Our experimental results confirm these predictions. Threshold uncertainty affected the provision of the public good negatively. Whereas all our experimental groups succeeded in preventing the public bad when the threshold was known, this result was not replicated in presence of uncertainty. Contributions were lower and much more erratic when players did not know the threshold, in particular when they faced an ambiguous threshold. This is bad news since many ecological thresholds are in fact ambiguous. Under ambiguity, proposals failed to be followed by contributions of equal magnitude. Early contributions in the first round of the game, on the other hand, turned out to be crucial for the group performance. Groups facing an ambiguous threshold often performed poorly when they started the game slowly with relatively low first round contributions. When a group happened to start the game with high and equally distributed first round contributions, it was likely to reach an overall high contribution level and to ultimately avert the collective damage. As a consequence, group performances varied widely under this high level of uncertainty. One key result of our experiment therefore is that early action becomes very important in the presence of uncertainty. Early action, as opposed to the non-binding proposals, signaled credible commitment because it implied some costs to the contributors. Although the costs incurred by contributors in the first round were relatively low, we argue that this early initiative could be perceived as diagnostic of the presence of conditional cooperators and future cooperation. This finding presents another important reason for the requirement of a fair burden sharing in international negotiations (Bhatti et al. 2010; Johansson-Stenman and Konow 2010; Ringius et al. 2002).
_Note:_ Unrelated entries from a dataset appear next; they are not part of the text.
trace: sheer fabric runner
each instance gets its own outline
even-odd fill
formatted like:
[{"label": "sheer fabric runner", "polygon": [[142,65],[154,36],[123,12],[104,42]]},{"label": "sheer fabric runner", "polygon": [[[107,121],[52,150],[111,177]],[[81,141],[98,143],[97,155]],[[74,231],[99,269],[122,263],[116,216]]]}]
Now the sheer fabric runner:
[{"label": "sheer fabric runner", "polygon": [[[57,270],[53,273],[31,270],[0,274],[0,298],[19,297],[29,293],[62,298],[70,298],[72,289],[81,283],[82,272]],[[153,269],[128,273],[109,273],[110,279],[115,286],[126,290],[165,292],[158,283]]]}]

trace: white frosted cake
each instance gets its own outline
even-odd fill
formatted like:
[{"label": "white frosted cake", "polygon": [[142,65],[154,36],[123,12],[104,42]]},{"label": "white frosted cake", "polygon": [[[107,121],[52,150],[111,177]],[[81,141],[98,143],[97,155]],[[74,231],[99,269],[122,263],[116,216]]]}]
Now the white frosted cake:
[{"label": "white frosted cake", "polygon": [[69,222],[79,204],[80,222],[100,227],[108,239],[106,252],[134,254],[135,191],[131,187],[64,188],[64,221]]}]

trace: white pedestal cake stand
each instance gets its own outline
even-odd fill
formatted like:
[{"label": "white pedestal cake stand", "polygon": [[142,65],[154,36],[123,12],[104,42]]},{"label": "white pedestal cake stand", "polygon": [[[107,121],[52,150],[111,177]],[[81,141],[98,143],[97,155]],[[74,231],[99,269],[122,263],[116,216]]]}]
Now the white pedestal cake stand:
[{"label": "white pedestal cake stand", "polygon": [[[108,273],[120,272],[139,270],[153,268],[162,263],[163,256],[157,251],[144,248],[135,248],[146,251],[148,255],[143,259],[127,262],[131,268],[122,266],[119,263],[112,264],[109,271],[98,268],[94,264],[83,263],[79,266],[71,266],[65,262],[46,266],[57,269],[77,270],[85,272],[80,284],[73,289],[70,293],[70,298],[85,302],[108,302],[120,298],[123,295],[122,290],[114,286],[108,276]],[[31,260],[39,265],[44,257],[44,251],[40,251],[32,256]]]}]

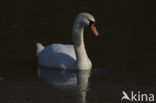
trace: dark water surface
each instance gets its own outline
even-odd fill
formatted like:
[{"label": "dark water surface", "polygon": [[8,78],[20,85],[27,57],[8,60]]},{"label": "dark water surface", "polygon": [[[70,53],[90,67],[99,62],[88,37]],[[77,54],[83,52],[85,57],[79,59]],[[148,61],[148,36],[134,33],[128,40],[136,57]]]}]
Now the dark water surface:
[{"label": "dark water surface", "polygon": [[[122,91],[156,95],[152,0],[7,0],[0,9],[0,103],[121,103]],[[39,73],[35,43],[72,43],[72,23],[80,12],[92,13],[101,32],[95,37],[85,28],[90,75]],[[67,87],[55,85],[59,75]]]}]

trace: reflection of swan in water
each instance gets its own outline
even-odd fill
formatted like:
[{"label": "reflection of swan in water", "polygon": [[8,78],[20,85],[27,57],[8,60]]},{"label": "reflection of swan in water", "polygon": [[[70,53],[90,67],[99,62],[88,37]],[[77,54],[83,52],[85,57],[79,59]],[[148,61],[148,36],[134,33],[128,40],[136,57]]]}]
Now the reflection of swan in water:
[{"label": "reflection of swan in water", "polygon": [[76,103],[85,103],[90,70],[69,71],[38,67],[38,74],[56,88],[76,88]]}]

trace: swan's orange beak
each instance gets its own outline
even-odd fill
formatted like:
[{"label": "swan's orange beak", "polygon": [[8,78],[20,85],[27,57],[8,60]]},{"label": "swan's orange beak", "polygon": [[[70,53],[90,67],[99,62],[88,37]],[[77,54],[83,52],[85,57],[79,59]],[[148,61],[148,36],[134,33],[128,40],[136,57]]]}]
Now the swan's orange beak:
[{"label": "swan's orange beak", "polygon": [[90,25],[90,28],[93,31],[93,33],[94,33],[95,36],[98,36],[99,35],[98,31],[96,30],[96,26],[95,26],[94,23]]}]

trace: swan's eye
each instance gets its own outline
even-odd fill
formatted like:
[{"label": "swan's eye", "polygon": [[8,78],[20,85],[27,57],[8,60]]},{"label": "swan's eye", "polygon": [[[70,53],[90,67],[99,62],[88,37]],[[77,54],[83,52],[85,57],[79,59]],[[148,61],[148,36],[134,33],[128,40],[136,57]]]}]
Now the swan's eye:
[{"label": "swan's eye", "polygon": [[92,24],[96,26],[96,23],[94,21],[89,20],[89,26],[91,26]]}]

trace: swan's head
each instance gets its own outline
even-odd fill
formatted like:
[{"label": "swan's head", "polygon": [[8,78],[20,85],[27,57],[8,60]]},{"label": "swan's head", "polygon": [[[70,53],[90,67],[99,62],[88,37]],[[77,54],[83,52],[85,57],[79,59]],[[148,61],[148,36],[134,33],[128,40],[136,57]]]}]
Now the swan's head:
[{"label": "swan's head", "polygon": [[80,13],[76,17],[76,23],[80,26],[89,26],[93,33],[98,36],[99,33],[96,30],[96,23],[94,17],[89,13]]}]

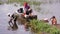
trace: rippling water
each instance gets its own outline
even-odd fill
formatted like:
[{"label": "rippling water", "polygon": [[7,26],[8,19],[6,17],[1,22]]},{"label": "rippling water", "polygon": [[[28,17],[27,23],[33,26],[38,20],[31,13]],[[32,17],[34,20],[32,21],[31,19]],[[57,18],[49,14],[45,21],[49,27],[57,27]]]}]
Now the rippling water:
[{"label": "rippling water", "polygon": [[[13,4],[2,4],[0,5],[0,34],[30,34],[30,31],[25,31],[23,25],[18,25],[18,30],[12,31],[8,30],[8,21],[9,18],[7,13],[14,13],[17,9],[20,8],[20,5],[14,6]],[[53,4],[41,4],[39,6],[41,8],[40,12],[33,11],[34,14],[38,15],[38,19],[48,18],[50,19],[52,16],[56,16],[58,24],[60,24],[60,3]],[[49,22],[51,24],[51,22]]]}]

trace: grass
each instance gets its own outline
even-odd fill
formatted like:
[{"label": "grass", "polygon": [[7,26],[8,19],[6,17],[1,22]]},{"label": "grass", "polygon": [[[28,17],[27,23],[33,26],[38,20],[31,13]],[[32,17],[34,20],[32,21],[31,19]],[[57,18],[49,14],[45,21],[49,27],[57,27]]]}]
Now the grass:
[{"label": "grass", "polygon": [[31,30],[35,33],[45,32],[49,34],[60,34],[59,29],[57,29],[55,26],[52,27],[51,25],[48,25],[43,21],[31,20],[30,24],[31,24]]},{"label": "grass", "polygon": [[24,2],[28,2],[30,5],[40,5],[41,3],[40,2],[37,2],[37,1],[29,1],[29,0],[8,0],[7,3],[14,3],[14,2],[17,2],[17,3],[20,3],[21,5],[23,5]]}]

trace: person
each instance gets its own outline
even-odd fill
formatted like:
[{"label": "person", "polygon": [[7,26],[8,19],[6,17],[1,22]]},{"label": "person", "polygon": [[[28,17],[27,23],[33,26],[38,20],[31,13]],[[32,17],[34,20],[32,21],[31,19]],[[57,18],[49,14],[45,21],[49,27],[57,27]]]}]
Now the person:
[{"label": "person", "polygon": [[57,24],[57,20],[56,20],[56,17],[55,16],[53,16],[51,18],[51,22],[52,22],[52,25],[56,25]]},{"label": "person", "polygon": [[27,2],[24,2],[24,17],[32,16],[32,9]]}]

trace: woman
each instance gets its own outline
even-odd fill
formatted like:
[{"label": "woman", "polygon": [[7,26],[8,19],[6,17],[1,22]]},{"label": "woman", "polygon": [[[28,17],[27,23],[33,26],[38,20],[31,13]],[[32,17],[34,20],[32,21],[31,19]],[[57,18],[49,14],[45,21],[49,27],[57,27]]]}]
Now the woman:
[{"label": "woman", "polygon": [[53,16],[51,18],[51,22],[52,22],[52,25],[56,25],[57,24],[57,20],[56,20],[55,16]]}]

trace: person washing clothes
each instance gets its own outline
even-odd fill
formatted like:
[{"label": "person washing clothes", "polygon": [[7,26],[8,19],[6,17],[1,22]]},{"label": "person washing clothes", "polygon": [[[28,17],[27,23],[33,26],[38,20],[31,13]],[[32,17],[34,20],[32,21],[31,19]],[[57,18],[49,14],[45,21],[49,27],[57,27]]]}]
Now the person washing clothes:
[{"label": "person washing clothes", "polygon": [[24,17],[31,16],[31,15],[32,15],[32,9],[30,8],[27,2],[24,2]]},{"label": "person washing clothes", "polygon": [[57,19],[56,19],[55,16],[53,16],[53,17],[51,18],[51,22],[52,22],[52,25],[56,25],[56,24],[57,24]]}]

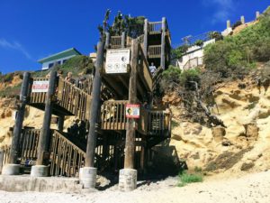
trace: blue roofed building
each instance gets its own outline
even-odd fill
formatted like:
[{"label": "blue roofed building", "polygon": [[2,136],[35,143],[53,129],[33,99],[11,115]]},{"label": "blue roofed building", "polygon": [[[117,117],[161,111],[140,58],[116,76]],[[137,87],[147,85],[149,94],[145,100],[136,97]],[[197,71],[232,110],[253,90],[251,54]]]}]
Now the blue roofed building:
[{"label": "blue roofed building", "polygon": [[54,64],[63,64],[67,60],[82,55],[76,49],[71,48],[58,53],[52,54],[44,59],[39,60],[39,63],[42,64],[41,69],[48,69]]}]

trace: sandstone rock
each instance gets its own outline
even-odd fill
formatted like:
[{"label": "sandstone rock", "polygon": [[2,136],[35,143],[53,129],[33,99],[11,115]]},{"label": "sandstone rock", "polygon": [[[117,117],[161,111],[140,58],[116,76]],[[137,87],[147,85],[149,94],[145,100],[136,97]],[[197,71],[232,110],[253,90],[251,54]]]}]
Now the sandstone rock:
[{"label": "sandstone rock", "polygon": [[258,137],[258,127],[255,124],[244,125],[246,129],[246,136],[248,139],[256,140]]},{"label": "sandstone rock", "polygon": [[226,130],[224,127],[216,126],[212,129],[212,136],[214,141],[217,143],[220,143],[223,140],[223,136],[226,134]]}]

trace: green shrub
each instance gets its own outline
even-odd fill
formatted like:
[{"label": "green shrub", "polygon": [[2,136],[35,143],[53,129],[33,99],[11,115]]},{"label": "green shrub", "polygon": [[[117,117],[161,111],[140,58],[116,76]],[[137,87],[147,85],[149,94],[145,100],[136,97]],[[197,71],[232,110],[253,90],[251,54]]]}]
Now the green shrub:
[{"label": "green shrub", "polygon": [[194,45],[201,47],[201,46],[203,45],[203,41],[202,41],[202,40],[197,40],[197,41],[195,42]]},{"label": "green shrub", "polygon": [[180,85],[185,87],[186,89],[194,89],[194,84],[193,83],[193,81],[199,84],[200,74],[201,70],[199,69],[191,69],[184,70],[180,74]]},{"label": "green shrub", "polygon": [[178,187],[183,187],[192,182],[203,181],[203,174],[202,174],[202,172],[187,173],[186,171],[183,171],[180,172],[178,176],[180,179],[180,183],[178,184]]},{"label": "green shrub", "polygon": [[172,60],[180,59],[184,54],[185,54],[189,46],[187,44],[184,44],[182,46],[179,46],[172,50],[171,59]]},{"label": "green shrub", "polygon": [[179,80],[181,69],[178,67],[169,66],[169,68],[162,72],[165,79]]},{"label": "green shrub", "polygon": [[205,48],[204,63],[207,69],[227,78],[234,73],[248,71],[255,62],[270,59],[269,8],[257,23],[247,27],[234,36],[210,44]]}]

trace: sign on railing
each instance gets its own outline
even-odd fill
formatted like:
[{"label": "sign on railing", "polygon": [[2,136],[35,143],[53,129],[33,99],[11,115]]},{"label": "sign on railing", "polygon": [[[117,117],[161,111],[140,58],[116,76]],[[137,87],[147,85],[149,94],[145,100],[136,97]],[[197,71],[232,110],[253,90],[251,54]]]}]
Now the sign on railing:
[{"label": "sign on railing", "polygon": [[127,104],[126,105],[126,117],[127,118],[140,118],[140,105]]},{"label": "sign on railing", "polygon": [[32,92],[47,92],[49,88],[49,81],[33,81]]},{"label": "sign on railing", "polygon": [[106,73],[127,73],[130,60],[130,50],[108,50],[106,54]]}]

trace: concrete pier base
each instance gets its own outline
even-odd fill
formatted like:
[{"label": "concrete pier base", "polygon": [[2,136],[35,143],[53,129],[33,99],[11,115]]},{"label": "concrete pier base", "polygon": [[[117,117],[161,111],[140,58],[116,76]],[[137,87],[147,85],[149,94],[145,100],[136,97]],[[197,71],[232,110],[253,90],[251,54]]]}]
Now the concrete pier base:
[{"label": "concrete pier base", "polygon": [[94,167],[84,167],[80,169],[79,180],[84,189],[94,189],[96,182],[97,169]]},{"label": "concrete pier base", "polygon": [[2,170],[2,175],[19,175],[20,164],[5,164]]},{"label": "concrete pier base", "polygon": [[48,177],[49,167],[44,165],[36,165],[31,168],[32,177]]},{"label": "concrete pier base", "polygon": [[119,171],[119,189],[131,191],[137,188],[137,170],[122,169]]}]

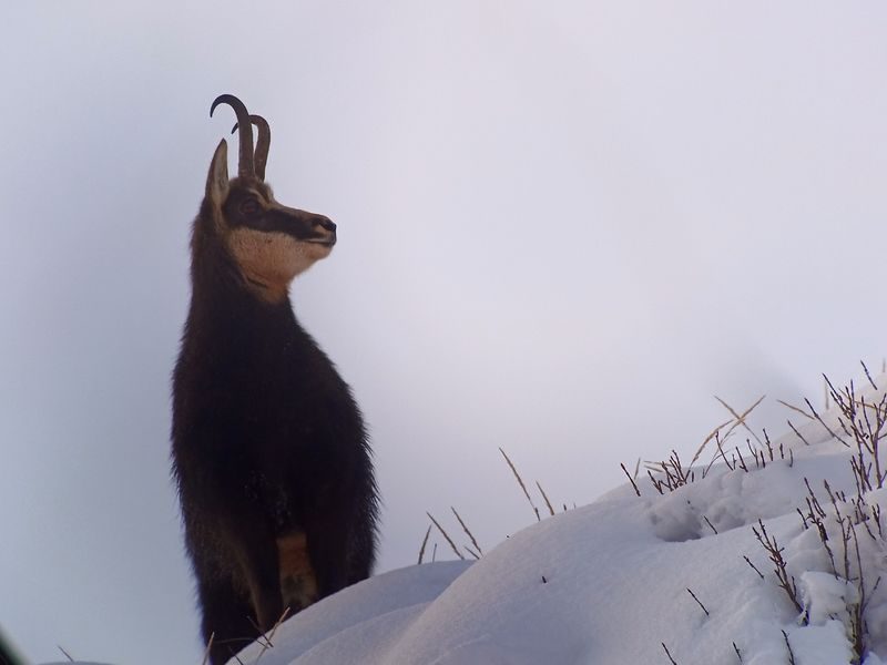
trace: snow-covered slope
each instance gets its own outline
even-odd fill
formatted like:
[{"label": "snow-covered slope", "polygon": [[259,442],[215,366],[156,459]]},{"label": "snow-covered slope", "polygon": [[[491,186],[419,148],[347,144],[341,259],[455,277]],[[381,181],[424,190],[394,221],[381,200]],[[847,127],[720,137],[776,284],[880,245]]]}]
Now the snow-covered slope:
[{"label": "snow-covered slope", "polygon": [[[876,381],[887,385],[886,377]],[[868,399],[875,395],[869,389]],[[875,411],[860,413],[866,409]],[[865,663],[877,665],[878,654],[887,656],[887,590],[876,584],[887,570],[887,516],[876,518],[887,495],[866,492],[855,508],[850,458],[858,449],[837,410],[822,416],[849,447],[809,419],[798,428],[806,443],[789,432],[774,442],[773,460],[765,449],[755,463],[744,438],[734,437],[730,449],[742,441],[747,471],[725,446],[733,470],[722,461],[702,478],[696,468],[693,482],[664,494],[642,478],[640,498],[626,484],[523,530],[473,564],[422,564],[367,580],[286,622],[273,647],[254,644],[239,657],[263,665],[636,665],[670,657],[763,665],[792,662],[791,651],[797,665],[836,665],[858,662],[853,616],[861,601]],[[808,503],[807,483],[818,507]],[[753,531],[761,533],[759,519],[782,549],[801,611]]]}]

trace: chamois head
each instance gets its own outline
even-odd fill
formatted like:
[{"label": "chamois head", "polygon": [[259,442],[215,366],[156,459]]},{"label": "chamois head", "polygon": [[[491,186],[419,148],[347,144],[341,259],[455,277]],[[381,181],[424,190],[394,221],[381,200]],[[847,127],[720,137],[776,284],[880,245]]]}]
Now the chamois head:
[{"label": "chamois head", "polygon": [[[223,94],[210,109],[228,104],[237,114],[239,131],[237,177],[228,180],[227,142],[215,150],[206,178],[206,204],[212,226],[243,277],[244,284],[265,300],[286,298],[289,284],[336,244],[336,225],[324,215],[277,203],[265,184],[265,163],[271,129],[259,115],[249,115],[237,98]],[[258,144],[253,153],[253,124]]]}]

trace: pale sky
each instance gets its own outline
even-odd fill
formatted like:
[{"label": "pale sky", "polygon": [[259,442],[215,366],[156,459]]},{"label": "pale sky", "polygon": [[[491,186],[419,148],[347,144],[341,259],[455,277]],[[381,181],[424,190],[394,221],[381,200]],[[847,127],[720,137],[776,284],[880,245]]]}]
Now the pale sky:
[{"label": "pale sky", "polygon": [[216,95],[338,225],[293,301],[371,430],[381,572],[426,511],[485,549],[533,521],[499,446],[588,503],[691,457],[713,395],[778,433],[878,369],[886,72],[874,1],[6,7],[0,625],[200,662],[170,372]]}]

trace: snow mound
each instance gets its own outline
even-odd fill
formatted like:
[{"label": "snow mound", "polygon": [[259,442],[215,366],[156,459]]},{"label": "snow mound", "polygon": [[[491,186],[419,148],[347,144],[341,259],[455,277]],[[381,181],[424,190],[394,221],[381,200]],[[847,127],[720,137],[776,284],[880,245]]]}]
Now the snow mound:
[{"label": "snow mound", "polygon": [[[837,418],[823,415],[834,431]],[[861,603],[864,662],[879,665],[887,655],[887,592],[877,584],[887,571],[879,514],[887,494],[874,490],[858,501],[850,470],[858,451],[823,434],[825,424],[812,419],[799,428],[806,443],[792,433],[774,442],[782,452],[758,462],[746,454],[747,471],[725,451],[730,464],[704,478],[697,469],[674,491],[660,494],[639,480],[641,497],[620,488],[533,524],[473,564],[373,577],[286,622],[273,647],[253,644],[239,658],[636,665],[671,656],[681,665],[769,665],[789,662],[791,652],[798,665],[836,665],[858,662],[853,622]],[[765,549],[771,541],[791,594]]]}]

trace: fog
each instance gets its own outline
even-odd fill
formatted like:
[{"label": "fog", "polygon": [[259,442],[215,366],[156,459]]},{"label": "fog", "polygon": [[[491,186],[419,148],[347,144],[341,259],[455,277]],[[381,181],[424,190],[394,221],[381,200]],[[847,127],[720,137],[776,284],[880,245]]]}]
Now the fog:
[{"label": "fog", "polygon": [[498,447],[588,503],[691,457],[713,395],[782,431],[776,399],[880,368],[880,3],[4,14],[0,625],[31,658],[201,658],[170,374],[217,94],[271,122],[278,201],[338,225],[293,301],[371,430],[379,571],[426,511],[485,549],[536,520]]}]

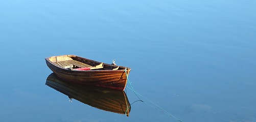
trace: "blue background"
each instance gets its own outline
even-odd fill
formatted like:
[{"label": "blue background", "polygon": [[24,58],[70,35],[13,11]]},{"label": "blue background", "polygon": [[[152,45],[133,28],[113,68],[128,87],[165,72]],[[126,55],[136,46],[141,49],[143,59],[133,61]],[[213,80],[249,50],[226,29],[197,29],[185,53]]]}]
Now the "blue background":
[{"label": "blue background", "polygon": [[143,98],[129,117],[71,103],[44,84],[44,58],[63,54],[131,68],[183,121],[256,121],[255,13],[250,0],[0,2],[0,121],[177,121]]}]

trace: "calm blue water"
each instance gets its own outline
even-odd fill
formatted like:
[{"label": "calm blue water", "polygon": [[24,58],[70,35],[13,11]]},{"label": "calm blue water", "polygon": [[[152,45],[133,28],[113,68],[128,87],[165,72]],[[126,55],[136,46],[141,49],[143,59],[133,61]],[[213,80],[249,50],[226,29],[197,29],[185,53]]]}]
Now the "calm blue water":
[{"label": "calm blue water", "polygon": [[44,84],[44,58],[62,54],[131,68],[135,90],[183,121],[256,121],[255,1],[0,3],[1,122],[177,121],[142,102],[129,117],[70,103]]}]

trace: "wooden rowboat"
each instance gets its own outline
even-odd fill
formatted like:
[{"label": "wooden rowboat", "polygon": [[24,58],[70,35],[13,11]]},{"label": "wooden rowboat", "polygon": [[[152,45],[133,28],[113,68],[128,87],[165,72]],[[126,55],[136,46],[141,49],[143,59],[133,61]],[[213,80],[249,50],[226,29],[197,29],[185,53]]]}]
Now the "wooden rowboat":
[{"label": "wooden rowboat", "polygon": [[48,67],[69,81],[124,90],[130,68],[88,59],[74,55],[45,58]]},{"label": "wooden rowboat", "polygon": [[130,104],[126,94],[120,91],[102,87],[83,85],[67,81],[50,74],[45,84],[50,87],[90,106],[129,116]]}]

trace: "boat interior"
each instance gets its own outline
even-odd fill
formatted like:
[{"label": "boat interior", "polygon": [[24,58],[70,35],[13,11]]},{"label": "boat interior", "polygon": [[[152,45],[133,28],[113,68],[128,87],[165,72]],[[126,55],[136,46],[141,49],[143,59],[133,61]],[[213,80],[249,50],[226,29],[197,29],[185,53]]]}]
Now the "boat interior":
[{"label": "boat interior", "polygon": [[49,60],[55,65],[72,70],[117,70],[125,67],[109,65],[74,55],[52,56]]}]

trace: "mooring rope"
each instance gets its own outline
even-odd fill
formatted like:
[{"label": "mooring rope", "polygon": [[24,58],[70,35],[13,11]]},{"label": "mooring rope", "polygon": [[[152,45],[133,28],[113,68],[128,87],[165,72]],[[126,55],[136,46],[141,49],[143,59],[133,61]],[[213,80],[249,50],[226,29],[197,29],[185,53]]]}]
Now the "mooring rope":
[{"label": "mooring rope", "polygon": [[[141,94],[139,94],[139,93],[138,93],[137,92],[136,92],[135,90],[134,90],[134,88],[133,88],[133,87],[132,87],[132,85],[131,85],[131,82],[130,81],[130,80],[129,80],[129,78],[128,77],[128,75],[127,75],[127,71],[126,71],[126,68],[125,68],[125,74],[126,75],[126,79],[127,79],[127,80],[129,82],[129,83],[130,84],[130,85],[131,86],[131,88],[130,88],[129,87],[128,87],[128,86],[127,86],[126,87],[129,88],[130,89],[132,90],[133,91],[133,92],[134,92],[134,94],[135,95],[137,96],[137,97],[138,98],[138,99],[139,100],[137,100],[137,101],[135,101],[135,102],[134,102],[133,103],[132,103],[130,105],[130,106],[129,106],[128,108],[129,109],[130,107],[130,106],[131,106],[131,105],[133,103],[134,103],[135,102],[138,102],[138,101],[141,101],[141,102],[143,102],[146,104],[147,104],[149,106],[151,106],[152,108],[155,108],[156,109],[157,109],[157,110],[159,111],[161,111],[163,113],[164,113],[165,114],[177,119],[177,120],[179,121],[181,121],[182,122],[182,121],[181,120],[180,120],[179,119],[177,118],[177,117],[176,117],[175,116],[173,116],[173,115],[172,115],[171,113],[169,113],[168,112],[167,112],[166,110],[165,110],[165,109],[164,109],[163,108],[161,108],[160,106],[159,106],[158,105],[157,105],[156,104],[154,103],[154,102],[153,102],[152,101],[149,100],[148,99],[145,98],[145,97],[143,96],[142,95],[141,95]],[[154,106],[153,106],[153,105],[150,105],[148,103],[147,103],[147,102],[144,102],[144,101],[142,101],[140,98],[139,97],[138,97],[138,95],[139,96],[140,96],[141,97],[144,98],[144,99],[145,99],[146,100],[147,100],[147,101],[149,101],[150,103],[151,103],[153,105],[155,105],[155,106],[157,107],[155,107]],[[126,113],[127,112],[127,110],[126,110],[126,111],[125,112],[125,114],[126,115]]]}]

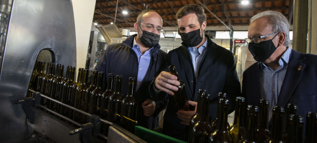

One obvious implication of our findings is that we should try to reduce the uncertainties surrounding natural thresholds. But some uncertainties are irreducible and, even with more information, they may not be resolved when new unknowns emerge. It follows that a precautionary approach to managing ecosystems may be instrumental in coping with uncertain threshold effects and reducing the likelihood of irreversible regime shifts (Lade et al. 2013). Our findings suggest that the formulation of goals, as long as they are non-binding and costless, is not sufficient to make sure that we stay on the safe side of the threshold. Credible and well-balanced commitments seem much more important. However, our experiment has also shown that this kind of commitment cannot be taken for granted.

For global problems like climate change, which are also characterized by a high degree of uncertainty, large scale pro-social behavior is hard to mobilize. We know from field studies and previous experimental research that pro-social behavior can be expected if groups are able to establish and enforce social norms (Fehr et al. 2002; Ostrom 2000). Unfortunately, norms governing the magnitude of the global effort required to avert climate change, and the distribution of associated burdens, have not yet established. The history of climate negotiations has not been encouraging in this respect and global greenhouse gas emissions are still rising. Our results suggest that for dilemmas entrenched with uncertainty, such as climate change, overly ambitious targets may be detrimental. Rather than striving for the global first-best solution we may have to settle on a number of second-best measures which are easier to enforce (Barrett 2003). It should be a priority for research to investigate how cooperation can be helped when uncertainties cannot be reduced and social norms cannot be relied upon.